Fun fact: The popular FX Network television show American Horror Story's new season has a character based on H. H. Holmes, portrayed by actor Evan Peters.
Winchester Mystery Mansion in San Jose, Calif.
Sarah Lockwood Pardee was born in the mid-1800s in New Haven, Conn., to a wealthy family. She married William Wert Winchester, heir to the Winchester repeating rifle fortune, and led quite a happy life with her husband and infant daughter Annie. Things took a turn for the worse when Annie—not yet a year old—suddenly fell ill and died of a disease called marasmus. Adding to this tragedy, William also died a premature death due to tuberculosis, 15 years later, at the age of 43. Stricken with grief, Sarah sought out the counsel of a Boston medium, who informed her that the spirits of those the Winchester rifles had killed were vengeful, and that this was the reason for her daughter and husband’s untimely deaths. Fearing she might be the next victim, Winchester decided to heed the psychic’s advice and move west to appease the angry spirits. According to the medium, the only way to keep the spirits away from her was to build a never-ending mansion for the growing number people who had been killed by Winchester rifles. Thus the Winchester Mystery House began its construction in 1884, and did not stop until her death in 1922. According to the official mystery house website, the home contains 160 rooms, 2,000 doors, 10,000 windows, 47 stairways, 47 fireplaces, 13 bathrooms, and 6 kitchens. Some doors and stairs lead to absolutely nowhere, and secret passageways helped Sarah navigate through the house in a way she believed would confuse the spirits.
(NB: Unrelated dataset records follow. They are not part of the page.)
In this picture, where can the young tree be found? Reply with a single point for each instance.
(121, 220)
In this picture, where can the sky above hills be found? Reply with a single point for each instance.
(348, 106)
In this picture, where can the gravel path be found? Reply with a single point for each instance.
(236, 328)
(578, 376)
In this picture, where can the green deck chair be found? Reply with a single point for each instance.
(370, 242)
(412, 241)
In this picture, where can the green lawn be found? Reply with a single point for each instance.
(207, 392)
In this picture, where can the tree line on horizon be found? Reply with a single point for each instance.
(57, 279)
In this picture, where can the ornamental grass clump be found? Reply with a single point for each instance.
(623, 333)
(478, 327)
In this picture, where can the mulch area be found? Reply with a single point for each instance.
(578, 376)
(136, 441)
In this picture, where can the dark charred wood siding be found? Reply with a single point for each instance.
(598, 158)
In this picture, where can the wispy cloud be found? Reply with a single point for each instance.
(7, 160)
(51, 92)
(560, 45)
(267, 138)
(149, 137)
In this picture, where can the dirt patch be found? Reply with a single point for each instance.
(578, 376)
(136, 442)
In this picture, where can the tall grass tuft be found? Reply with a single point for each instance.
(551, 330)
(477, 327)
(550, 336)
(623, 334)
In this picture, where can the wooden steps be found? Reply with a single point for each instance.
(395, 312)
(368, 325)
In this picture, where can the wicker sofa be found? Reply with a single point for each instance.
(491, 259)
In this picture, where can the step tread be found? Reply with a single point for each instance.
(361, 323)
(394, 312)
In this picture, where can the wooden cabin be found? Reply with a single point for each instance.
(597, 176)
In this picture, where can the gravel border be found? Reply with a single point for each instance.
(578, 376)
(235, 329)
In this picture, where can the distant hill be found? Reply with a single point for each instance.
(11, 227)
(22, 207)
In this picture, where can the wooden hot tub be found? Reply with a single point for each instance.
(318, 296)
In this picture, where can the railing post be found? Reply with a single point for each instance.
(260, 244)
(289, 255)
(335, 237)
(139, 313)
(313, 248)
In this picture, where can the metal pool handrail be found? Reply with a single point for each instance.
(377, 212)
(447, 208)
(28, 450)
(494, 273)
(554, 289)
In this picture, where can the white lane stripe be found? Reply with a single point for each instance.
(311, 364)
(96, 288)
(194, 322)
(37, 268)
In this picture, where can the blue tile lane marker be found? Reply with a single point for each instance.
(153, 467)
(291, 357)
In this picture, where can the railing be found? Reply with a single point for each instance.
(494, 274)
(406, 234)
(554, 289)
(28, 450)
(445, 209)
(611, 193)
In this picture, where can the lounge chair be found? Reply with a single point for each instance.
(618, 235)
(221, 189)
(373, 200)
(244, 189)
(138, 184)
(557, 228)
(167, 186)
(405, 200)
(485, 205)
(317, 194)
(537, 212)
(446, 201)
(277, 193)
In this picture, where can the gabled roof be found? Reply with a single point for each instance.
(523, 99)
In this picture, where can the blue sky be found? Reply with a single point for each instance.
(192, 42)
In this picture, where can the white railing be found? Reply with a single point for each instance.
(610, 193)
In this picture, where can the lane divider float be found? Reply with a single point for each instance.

Fun fact: The home is open to visitors for guided tours, private, and seasonal events.
Sowden House in Los Angeles
Built in 1926 by architect Lloyd Wright, Frank Lloyd Wright’s son, Sowden House has had quite the scandalous reputation. Its Mayan Revival style was not popular at the time of its construction, and is still also known as the “Jaws House” because of its upwardly protruding entrance that is oddly reminiscent of an open-mouthed shark. The home's second owner Dr. George Hodel did nothing to better the image of the home. Though Hodel was a well-known doctor who brushed elbows with famous artists of the time, such as Man Ray, he would also have drug-induced sex parties at Sowden, and regularly beat his children in the basement. His son Steven says walking into Sowden House was “like entering a cave with secret stone tunnels, within which only the initiated could feel comfortable. All others proceeded with great caution, not knowing which way to turn.” Steven eventually wrote a book about his father after finding evidence that George Hodel might have been Elizabeth Short’s—better known as the Black Dahlia—killer, a murder that still has not been completely solved to this day. In fact, Hodel had been a prime suspect in the case at the time that he fled the country in the late 1940s.
Sowden House is still on the market today for $4.8 million.
Halcyon House in Washington, D.C.
Benjamin Stoddert, the first U.S. Secretary of the Navy, began construction on the Halcyon House in 1787. After being sold to one of noted writer Mark Twain’s nephews Albert Clemens in 1900, the house went through some serious renovations. A 2008 Washington Post article describes the house as looking like “an M.C. Escher maze of doors and stairways to nowhere.” The reason for this was because Clemons believed that if he kept building, he would gain immortality. Sadly, his logic failed and Clemons died in the late 1930s regardless of how labyrinth-like Halcyon had become. In “Ghosts: Washington Revisited” (1998, Schiffer), Halcyon was named the most haunted house in D.C. Visitors have reportedly heard crying in the basement, footsteps in the attic, and even the feeling of being levitated.